After 28 days of treatment, the animals underwent anesthesia via catheter insertion into the left ventricle through the carotid artery. Hemodynamic indexes, including HR, left ventricular end-diastolic pressure (LVEDP), LVSP, dp/dt max, and −dp/dt max, were assessed at baseline on an MP100-CE biofunction evaluation system (BIOPAC Systems, USA). When the above operations were completed, rats were euthanized by isoflurane overdose, and heart samples were collected for subsequent experiments, including histopathology and proteomics.

Histopathology

Myocyte size and interstitial fibrosis were determined histopathologically. Heart fixation was performed with 4% formalin, followed by paraffin embedding. To observe the level of fibrosis around the infarcted area, the specimens were sectioned at 4 µm, submitted to hematoxylin and eosin (H&E) staining, and analyzed by microscopy at 400×.

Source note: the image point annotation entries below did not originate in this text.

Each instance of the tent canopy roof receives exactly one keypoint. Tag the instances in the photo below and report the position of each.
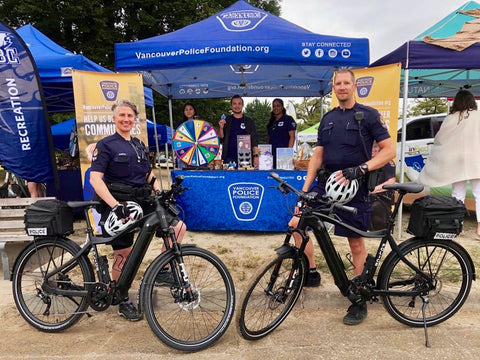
(240, 50)
(55, 65)
(436, 71)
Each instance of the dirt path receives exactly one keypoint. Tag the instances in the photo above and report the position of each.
(313, 330)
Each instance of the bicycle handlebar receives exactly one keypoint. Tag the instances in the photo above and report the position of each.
(285, 187)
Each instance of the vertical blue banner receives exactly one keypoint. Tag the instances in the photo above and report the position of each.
(25, 138)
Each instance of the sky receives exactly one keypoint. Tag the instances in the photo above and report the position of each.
(387, 24)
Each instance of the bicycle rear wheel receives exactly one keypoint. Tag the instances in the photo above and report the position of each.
(193, 316)
(270, 296)
(41, 309)
(450, 270)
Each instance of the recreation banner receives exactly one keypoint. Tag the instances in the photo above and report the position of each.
(95, 93)
(25, 138)
(379, 87)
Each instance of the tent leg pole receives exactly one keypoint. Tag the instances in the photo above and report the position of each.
(157, 149)
(170, 114)
(402, 147)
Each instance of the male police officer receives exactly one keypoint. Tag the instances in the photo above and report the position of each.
(345, 137)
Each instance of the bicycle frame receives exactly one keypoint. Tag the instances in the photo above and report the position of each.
(148, 226)
(316, 219)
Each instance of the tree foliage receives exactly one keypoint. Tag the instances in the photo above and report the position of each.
(92, 27)
(309, 110)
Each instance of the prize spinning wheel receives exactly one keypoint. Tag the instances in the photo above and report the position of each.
(196, 142)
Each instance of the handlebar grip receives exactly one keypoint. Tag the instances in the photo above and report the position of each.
(179, 179)
(275, 176)
(349, 209)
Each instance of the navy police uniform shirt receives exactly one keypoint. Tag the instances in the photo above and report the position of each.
(278, 133)
(339, 135)
(121, 161)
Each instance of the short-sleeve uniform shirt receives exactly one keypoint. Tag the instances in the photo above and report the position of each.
(121, 161)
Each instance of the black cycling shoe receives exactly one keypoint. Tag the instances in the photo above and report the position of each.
(356, 313)
(129, 311)
(313, 279)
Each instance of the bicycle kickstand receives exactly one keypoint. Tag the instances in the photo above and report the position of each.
(425, 300)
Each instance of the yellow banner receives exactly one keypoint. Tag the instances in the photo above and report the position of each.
(379, 87)
(95, 93)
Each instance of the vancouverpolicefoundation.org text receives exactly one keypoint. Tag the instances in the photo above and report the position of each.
(201, 51)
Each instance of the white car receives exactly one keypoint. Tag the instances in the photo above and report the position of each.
(421, 131)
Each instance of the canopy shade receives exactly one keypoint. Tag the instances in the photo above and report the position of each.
(240, 50)
(436, 71)
(55, 65)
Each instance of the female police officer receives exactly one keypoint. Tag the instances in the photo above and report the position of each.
(121, 162)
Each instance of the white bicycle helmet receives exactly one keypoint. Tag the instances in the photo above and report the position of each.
(341, 193)
(114, 225)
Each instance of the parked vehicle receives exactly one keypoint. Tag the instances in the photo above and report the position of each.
(420, 132)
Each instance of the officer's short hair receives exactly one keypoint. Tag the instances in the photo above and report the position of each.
(126, 103)
(344, 71)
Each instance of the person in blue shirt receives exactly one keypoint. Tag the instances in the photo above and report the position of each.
(233, 125)
(281, 128)
(121, 172)
(340, 147)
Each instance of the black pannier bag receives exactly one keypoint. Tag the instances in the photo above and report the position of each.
(436, 217)
(49, 217)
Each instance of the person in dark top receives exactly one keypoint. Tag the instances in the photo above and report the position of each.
(233, 125)
(281, 128)
(121, 172)
(381, 199)
(341, 148)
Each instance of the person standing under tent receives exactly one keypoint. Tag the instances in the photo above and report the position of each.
(189, 113)
(233, 125)
(345, 138)
(453, 157)
(281, 128)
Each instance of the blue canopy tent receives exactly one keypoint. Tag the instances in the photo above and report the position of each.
(55, 65)
(241, 50)
(438, 71)
(61, 134)
(432, 68)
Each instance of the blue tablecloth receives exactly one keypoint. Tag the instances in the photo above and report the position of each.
(237, 200)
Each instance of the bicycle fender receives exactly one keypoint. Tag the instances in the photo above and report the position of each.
(407, 242)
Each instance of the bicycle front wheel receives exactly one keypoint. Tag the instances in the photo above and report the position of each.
(270, 296)
(449, 268)
(189, 315)
(39, 307)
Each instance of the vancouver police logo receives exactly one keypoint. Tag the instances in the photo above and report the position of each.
(364, 85)
(241, 20)
(8, 53)
(245, 199)
(109, 89)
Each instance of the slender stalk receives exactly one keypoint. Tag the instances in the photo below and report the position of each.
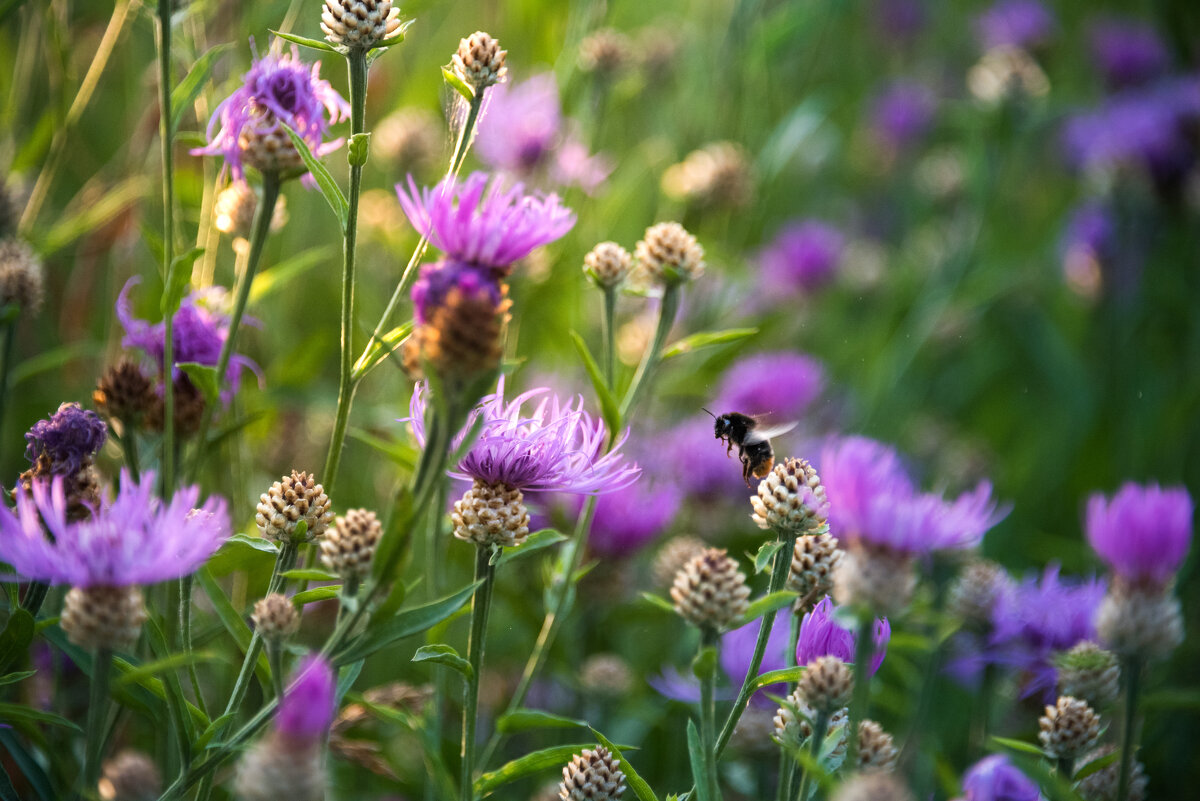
(97, 714)
(357, 64)
(1131, 676)
(258, 235)
(479, 608)
(780, 566)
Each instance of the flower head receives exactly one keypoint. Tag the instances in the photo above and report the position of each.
(803, 257)
(70, 438)
(277, 90)
(553, 447)
(136, 538)
(483, 223)
(306, 709)
(821, 634)
(1143, 533)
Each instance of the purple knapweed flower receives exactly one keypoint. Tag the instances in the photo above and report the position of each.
(277, 89)
(1143, 534)
(903, 114)
(874, 503)
(996, 778)
(483, 223)
(1014, 23)
(1127, 53)
(803, 257)
(821, 634)
(133, 540)
(553, 447)
(69, 438)
(781, 384)
(201, 331)
(306, 709)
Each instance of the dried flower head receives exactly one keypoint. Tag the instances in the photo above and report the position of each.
(481, 223)
(552, 447)
(479, 61)
(711, 591)
(291, 500)
(670, 254)
(21, 276)
(279, 89)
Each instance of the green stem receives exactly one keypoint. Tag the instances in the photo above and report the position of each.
(97, 714)
(479, 608)
(1131, 675)
(357, 64)
(666, 319)
(258, 235)
(780, 566)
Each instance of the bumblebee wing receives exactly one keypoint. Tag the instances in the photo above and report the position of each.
(760, 434)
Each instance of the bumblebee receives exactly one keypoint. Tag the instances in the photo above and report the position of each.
(753, 443)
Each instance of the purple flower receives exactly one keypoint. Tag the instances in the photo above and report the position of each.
(486, 226)
(133, 540)
(995, 778)
(903, 114)
(1127, 53)
(822, 636)
(803, 257)
(781, 384)
(199, 333)
(1144, 533)
(277, 89)
(1015, 23)
(69, 438)
(555, 447)
(306, 709)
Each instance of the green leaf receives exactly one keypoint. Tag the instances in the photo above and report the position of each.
(635, 782)
(772, 602)
(325, 181)
(444, 655)
(457, 84)
(609, 407)
(315, 595)
(523, 720)
(316, 44)
(696, 758)
(406, 624)
(204, 377)
(706, 339)
(537, 541)
(766, 554)
(186, 92)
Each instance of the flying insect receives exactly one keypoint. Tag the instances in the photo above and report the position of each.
(753, 443)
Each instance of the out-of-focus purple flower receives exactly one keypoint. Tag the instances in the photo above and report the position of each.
(903, 114)
(822, 636)
(522, 133)
(306, 709)
(69, 438)
(133, 540)
(1127, 53)
(781, 384)
(1144, 533)
(803, 257)
(628, 519)
(1015, 23)
(555, 447)
(995, 778)
(874, 503)
(277, 89)
(199, 333)
(484, 223)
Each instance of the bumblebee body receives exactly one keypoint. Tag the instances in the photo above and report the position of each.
(753, 443)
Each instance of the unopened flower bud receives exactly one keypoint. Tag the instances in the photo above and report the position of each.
(711, 591)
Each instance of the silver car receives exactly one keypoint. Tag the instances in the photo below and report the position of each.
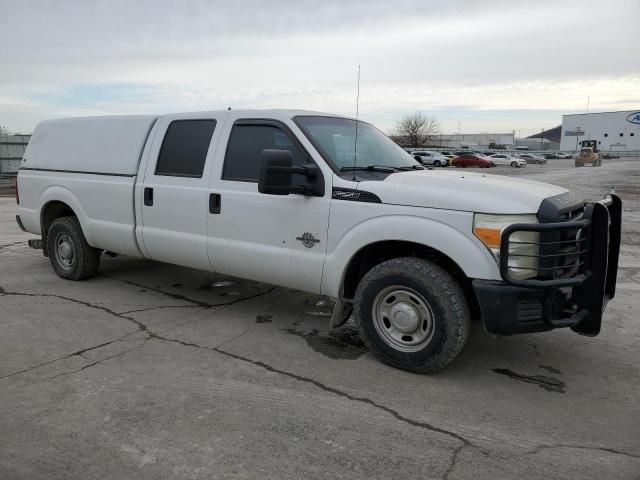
(431, 158)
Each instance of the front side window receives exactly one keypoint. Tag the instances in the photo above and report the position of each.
(335, 138)
(184, 148)
(246, 143)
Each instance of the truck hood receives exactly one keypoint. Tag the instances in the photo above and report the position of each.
(458, 190)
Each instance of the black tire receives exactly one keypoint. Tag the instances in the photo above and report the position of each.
(71, 256)
(449, 322)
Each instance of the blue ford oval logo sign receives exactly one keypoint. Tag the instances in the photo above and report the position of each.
(634, 118)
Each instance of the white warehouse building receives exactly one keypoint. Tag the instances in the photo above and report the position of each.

Quantitative real-time PCR (qRT-PCR)

Total RNA isolation from rat LV (non-infarcted LV myocardium surrounding the infarcted area) specimens with TRIzol (Invitrogen) as directed by the manufacturer. Reverse transcription was carried out with oligo (dT) primers and Superscript II (Roche). Next, the mRNA amounts of cardiac genes were assessed by qRT-PCR on a Bio-Rad CFX system. Table 1 shows the primers and probes for IL-6, IL-1β, IL-10, TNF-α and GAPDH amplification.

Immunoblot

Myocardial tissue samples were obtained from the infarct’s border zone. Total protein extraction was performed, and protein quantitation was was carried out utilizing a Bicinchoninic acid (BCA) protein assay kit. Equal amounts of protein (30 μg) were resolved by 8% SDS-PAGE and underwent transfer onto polyvinylidene difluoride (PVDF) membranes30. After incubation with rabbit-derived primary antibodies31 targeting caspase (19677–1-AP; Proteintech, China), cleaved caspase3 (9661; Cell Signaling Technology, MA), Bax (50599-2-Ig; Proteintech), Bcl-2 (26593-1-AP; Proteintech), LC3 (14600-1-AP; Proteintech), mTOR (2972; Cell Signaling Technology), phospho-mTOR (5536; Cell Signaling Technology), p70S6k (AF6226; Affinity Biosciences, USA), phospho-p70S6k (Ser371) (9208; Cell Signaling Technology), phospho-p70S6k (Thr389) (9234; Cell Signaling Technology), 4E-BP1 (AF6431; Affinity Biosciences), and phospho-4E-BP1 (2855; Cell Signaling Technology), respectively, the membranes underwent further incubation with secondary antibodies (2 h at ambient). The chemiluminescence HRP substrate (Millipore Corporation, USA) was employed for visualization. A multifunctional imaging analysis system (VersaDoc MP 5000; Bio-Rad, USA) was used for quantitation.

Statistics

Data analysis was carried out with SPSS 22.0. One-way analysis of variance (ANOVA) was performed for multiple group comparisons. Data are mean ± standard deviation (s.d.). P < 0.05 indicated statistical significance.